A Moodle site runs out of disk and the culprit is moodledata: the trash directory, automated backup files, or the recycle bin has grown unchecked. It is tempting to blame “trashdir not emptying,” but on a current Moodle the real causes are usually elsewhere. This guide explains what actually consumes the space and the settings that control each one.

What trashdir actually is

moodledata/trashdir is the trash for Moodle’s file storage pool (filedir), not for backups. When a stored file is dereferenced (no activity points at its content any more), Moodle moves the underlying content file into trashdir. A scheduled task, coretaskfile_trash_cleanup_task, empties it. In Moodle 4.5 that task runs every six hours.

So if trashdir is large, the question is whether that cleanup task is running. Check it under Site administration > Server > Tasks > Scheduled tasks (look for the file trash cleanup task) and review Task logs for failures. If cron itself is not running, this task is not running either, and trashdir grows. Confirm cron is alive:

sudo -u www-data php admin/cli/cron.php

A correctly functioning site empties trashdir on schedule. If yours is not, the problem is cron or that specific task, not a missing setting.

What automated backups do (and the safeguard you may not know about)

A common assumption is that a misconfigured or unreachable backup destination causes files to pile up in moodledata until the disk fills. On Moodle 4.5 the opposite is true: there is an explicit safeguard against exactly that. When the automated backup task cannot use the configured external destination (it is missing, not a directory, or not writable), Moodle logs an error, skips the copy, and deletes the backup file rather than leaving it behind. The code comment states the intent directly: it is there to prevent moodledata from filling up when the destination is misconfigured.

That means a broken destination gives you failed backups and error logs, not a slow disk-fill. If moodledata is genuinely filling from backups, look at the settings that govern retention instead.

The settings that actually control backup disk use

Under Site administration > Courses > Backups > Automated backup setup:

  • Automated backup storage (backup_auto_storage) decides where automated backups are kept: in course backup areas (inside moodledata), in a specified external directory, or both. If this is set to keep them inside moodledata, that is where your space is going.
  • Maximum number of backups kept (backup_auto_max_kept) caps how many backups are retained per course. If this is high (or effectively unlimited) and you back up frequently, old backups accumulate. Lowering it lets Moodle prune the surplus.
  • Delete backups older than (backup_auto_delete_days) prunes by age. Combined with max-kept, these two settings are the real levers for backup disk consumption.

Set these to match your actual retention policy. Most sites do not need to keep every automated backup forever inside moodledata.

The recycle bin: the other quiet consumer

Moodle’s recycle bin (the tool_recyclebin admin tool) retains deleted courses and deleted activities so they can be restored. Those retained items live in moodledata and can be substantial, a deleted course holds its entire backup. Two scheduled tasks (cleanup_course_bin and cleanup_category_bin) purge expired items, governed by the expiry settings:

  • tool_recyclebin / coursebinexpiry and categorybinexpiry set how long deleted items are kept before automatic purging.

If these expiry periods are long (or set to never expire) and people delete and re-create courses regularly, the recycle bin can quietly become one of the largest consumers of moodledata. Check its retention settings under Site administration > Plugins > Admin tools > Recycle bin.
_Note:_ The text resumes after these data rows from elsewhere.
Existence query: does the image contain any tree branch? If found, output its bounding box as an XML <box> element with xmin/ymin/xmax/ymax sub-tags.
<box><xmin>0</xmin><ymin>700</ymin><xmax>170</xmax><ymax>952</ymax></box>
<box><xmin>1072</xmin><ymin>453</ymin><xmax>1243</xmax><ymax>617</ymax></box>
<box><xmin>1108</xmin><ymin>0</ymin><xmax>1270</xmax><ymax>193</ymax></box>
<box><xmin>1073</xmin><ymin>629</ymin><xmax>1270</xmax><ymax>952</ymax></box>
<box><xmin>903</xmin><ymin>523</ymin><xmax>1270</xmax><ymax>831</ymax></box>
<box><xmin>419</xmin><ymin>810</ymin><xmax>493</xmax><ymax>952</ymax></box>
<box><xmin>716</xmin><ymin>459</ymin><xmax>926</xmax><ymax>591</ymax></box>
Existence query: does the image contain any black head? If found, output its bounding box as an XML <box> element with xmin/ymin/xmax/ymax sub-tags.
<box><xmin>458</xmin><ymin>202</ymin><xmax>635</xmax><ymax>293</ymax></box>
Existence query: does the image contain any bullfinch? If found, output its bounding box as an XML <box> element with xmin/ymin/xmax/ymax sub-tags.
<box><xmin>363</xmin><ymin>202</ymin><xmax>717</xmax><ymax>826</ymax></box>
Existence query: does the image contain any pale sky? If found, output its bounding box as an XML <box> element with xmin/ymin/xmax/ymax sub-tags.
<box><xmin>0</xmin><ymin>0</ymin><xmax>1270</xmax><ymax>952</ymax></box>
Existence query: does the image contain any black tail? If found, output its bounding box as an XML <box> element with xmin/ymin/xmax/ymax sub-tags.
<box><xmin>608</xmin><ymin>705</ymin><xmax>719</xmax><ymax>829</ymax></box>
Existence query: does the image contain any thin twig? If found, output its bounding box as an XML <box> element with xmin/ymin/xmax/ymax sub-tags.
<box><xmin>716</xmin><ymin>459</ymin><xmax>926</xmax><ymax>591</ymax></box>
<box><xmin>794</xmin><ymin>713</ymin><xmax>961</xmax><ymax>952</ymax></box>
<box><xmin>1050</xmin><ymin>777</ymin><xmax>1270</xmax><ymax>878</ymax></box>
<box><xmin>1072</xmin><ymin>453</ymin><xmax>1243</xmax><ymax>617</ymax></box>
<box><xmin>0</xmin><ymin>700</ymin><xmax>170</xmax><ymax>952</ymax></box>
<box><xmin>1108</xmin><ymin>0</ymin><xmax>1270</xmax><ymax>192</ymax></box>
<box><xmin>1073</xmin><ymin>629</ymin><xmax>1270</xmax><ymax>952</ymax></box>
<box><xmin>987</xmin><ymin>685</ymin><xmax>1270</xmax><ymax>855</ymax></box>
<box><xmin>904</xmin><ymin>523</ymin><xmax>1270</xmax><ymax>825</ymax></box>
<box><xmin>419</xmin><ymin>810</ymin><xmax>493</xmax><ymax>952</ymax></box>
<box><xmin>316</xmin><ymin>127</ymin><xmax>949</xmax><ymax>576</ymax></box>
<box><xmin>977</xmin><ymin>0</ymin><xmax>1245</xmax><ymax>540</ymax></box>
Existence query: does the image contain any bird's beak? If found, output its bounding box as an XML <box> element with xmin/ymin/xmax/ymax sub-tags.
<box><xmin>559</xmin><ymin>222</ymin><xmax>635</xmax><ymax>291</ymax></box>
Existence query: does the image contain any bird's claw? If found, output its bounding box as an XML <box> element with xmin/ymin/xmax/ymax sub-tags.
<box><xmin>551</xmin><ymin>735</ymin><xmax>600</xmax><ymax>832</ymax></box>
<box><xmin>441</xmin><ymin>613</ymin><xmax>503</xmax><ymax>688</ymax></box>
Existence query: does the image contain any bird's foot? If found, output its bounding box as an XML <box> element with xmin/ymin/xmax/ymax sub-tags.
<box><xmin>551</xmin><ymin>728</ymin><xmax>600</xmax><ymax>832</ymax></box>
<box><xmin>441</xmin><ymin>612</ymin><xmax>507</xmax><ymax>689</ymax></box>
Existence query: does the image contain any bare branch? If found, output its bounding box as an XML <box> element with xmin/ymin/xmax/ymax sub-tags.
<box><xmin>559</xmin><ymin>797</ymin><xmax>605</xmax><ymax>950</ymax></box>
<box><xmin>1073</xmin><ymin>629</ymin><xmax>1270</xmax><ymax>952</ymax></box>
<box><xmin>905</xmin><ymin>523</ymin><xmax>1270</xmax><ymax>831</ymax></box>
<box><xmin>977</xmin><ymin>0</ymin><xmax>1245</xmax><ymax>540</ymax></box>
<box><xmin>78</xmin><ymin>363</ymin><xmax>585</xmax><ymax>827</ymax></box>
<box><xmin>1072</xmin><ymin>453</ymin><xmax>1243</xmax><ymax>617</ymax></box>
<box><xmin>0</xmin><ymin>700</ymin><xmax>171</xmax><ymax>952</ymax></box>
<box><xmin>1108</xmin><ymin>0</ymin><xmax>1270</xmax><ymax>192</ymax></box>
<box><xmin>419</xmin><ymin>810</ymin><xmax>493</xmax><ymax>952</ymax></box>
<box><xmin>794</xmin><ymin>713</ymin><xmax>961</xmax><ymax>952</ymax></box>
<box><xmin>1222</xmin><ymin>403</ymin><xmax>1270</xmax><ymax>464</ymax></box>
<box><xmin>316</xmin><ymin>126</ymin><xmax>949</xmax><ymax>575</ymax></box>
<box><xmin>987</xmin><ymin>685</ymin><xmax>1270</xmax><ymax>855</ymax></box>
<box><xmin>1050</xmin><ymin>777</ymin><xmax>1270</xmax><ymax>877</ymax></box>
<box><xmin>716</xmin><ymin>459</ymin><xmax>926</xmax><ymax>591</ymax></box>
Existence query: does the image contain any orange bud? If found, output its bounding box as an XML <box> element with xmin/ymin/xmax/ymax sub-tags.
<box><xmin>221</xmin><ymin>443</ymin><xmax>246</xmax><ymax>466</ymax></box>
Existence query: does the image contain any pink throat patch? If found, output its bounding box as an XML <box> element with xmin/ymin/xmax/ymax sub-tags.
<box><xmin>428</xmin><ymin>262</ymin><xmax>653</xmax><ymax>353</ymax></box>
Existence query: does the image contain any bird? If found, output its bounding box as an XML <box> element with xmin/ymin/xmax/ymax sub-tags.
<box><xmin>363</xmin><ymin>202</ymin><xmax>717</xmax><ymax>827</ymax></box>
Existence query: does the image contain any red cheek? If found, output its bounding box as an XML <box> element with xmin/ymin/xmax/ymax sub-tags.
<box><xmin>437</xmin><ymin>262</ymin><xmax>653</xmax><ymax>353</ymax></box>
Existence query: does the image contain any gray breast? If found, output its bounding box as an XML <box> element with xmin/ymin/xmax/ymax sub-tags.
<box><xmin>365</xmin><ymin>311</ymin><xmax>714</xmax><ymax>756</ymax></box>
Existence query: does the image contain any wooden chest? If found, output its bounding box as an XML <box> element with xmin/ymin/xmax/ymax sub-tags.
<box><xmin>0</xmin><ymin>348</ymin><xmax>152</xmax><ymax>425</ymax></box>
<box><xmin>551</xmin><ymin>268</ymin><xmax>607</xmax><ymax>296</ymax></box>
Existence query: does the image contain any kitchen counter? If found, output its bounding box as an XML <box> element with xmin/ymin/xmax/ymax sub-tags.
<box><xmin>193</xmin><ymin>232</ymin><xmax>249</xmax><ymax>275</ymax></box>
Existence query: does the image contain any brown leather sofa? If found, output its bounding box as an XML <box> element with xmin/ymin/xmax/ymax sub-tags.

Diagnosing where the space has actually gone

Before changing settings, measure. From the moodledata directory:

du -sh trashdir filedir backup
du -sh * | sort -rh | head -20

This tells you whether the space is in trashdir (cleanup task issue), filedir (real content, or dereferenced content awaiting trash), backup areas (retention settings), or elsewhere. Treat the largest directory first rather than assuming it is trashdir.
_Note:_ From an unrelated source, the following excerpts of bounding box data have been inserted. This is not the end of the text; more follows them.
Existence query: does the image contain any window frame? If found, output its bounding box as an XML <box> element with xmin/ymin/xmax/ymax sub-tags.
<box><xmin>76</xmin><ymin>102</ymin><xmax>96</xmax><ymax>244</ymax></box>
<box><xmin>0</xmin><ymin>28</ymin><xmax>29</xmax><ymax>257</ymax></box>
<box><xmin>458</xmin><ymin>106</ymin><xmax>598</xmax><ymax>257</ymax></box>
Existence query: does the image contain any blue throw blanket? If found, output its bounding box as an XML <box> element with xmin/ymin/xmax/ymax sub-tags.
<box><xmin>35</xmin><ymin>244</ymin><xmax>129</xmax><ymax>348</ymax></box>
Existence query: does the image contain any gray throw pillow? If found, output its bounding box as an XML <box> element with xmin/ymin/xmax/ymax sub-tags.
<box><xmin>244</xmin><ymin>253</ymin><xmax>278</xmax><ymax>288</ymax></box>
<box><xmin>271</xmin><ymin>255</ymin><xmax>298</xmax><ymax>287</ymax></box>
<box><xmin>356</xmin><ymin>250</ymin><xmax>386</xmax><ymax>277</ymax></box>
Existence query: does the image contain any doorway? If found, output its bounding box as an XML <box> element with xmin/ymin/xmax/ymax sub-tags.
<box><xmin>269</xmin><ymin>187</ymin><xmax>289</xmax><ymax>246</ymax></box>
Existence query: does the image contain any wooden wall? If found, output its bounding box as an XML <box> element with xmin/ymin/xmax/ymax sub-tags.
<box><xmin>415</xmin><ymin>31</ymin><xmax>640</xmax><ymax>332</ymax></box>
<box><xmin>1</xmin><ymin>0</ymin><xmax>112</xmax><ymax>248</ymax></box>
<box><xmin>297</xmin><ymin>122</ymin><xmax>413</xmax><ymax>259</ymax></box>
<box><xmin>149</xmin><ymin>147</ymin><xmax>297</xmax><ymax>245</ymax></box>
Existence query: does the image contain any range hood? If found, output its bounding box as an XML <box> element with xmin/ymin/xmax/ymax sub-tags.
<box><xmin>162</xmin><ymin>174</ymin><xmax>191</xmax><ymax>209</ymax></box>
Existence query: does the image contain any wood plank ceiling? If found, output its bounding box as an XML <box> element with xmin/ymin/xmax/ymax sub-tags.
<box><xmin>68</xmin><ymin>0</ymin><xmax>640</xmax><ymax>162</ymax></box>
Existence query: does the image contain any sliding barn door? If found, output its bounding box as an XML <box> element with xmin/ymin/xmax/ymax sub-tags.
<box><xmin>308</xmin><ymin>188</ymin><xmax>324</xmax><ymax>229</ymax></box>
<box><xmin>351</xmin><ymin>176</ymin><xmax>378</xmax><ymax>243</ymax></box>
Clearing trashdir manually, safely

If trashdir has grown and you need space back immediately while you fix the underlying cron/task issue, it can be emptied by hand, because by definition it only holds dereferenced content-pool files:

find moodledata/trashdir -type f -delete

This is what the cleanup task does anyway. Using find rather than rm -rf moodledata/trashdir/* avoids argument-list limits on directories with very many files, and leaves the directory itself in place. It does not touch live files, backups, or the recycle bin. Still, take the usual care: confirm the path, and make sure you are operating on trashdir and not filedir.

The short version

trashdir is emptied by a scheduled task every six hours; if it is full, fix cron, not a setting. A broken backup destination does not fill moodledata on 4.5 (there is a safeguard). The real backup disk levers are the storage location, max-kept, and delete-after-days settings. And do not overlook the recycle bin, which retains deleted courses in moodledata until its expiry settings purge them. Measure with du before acting.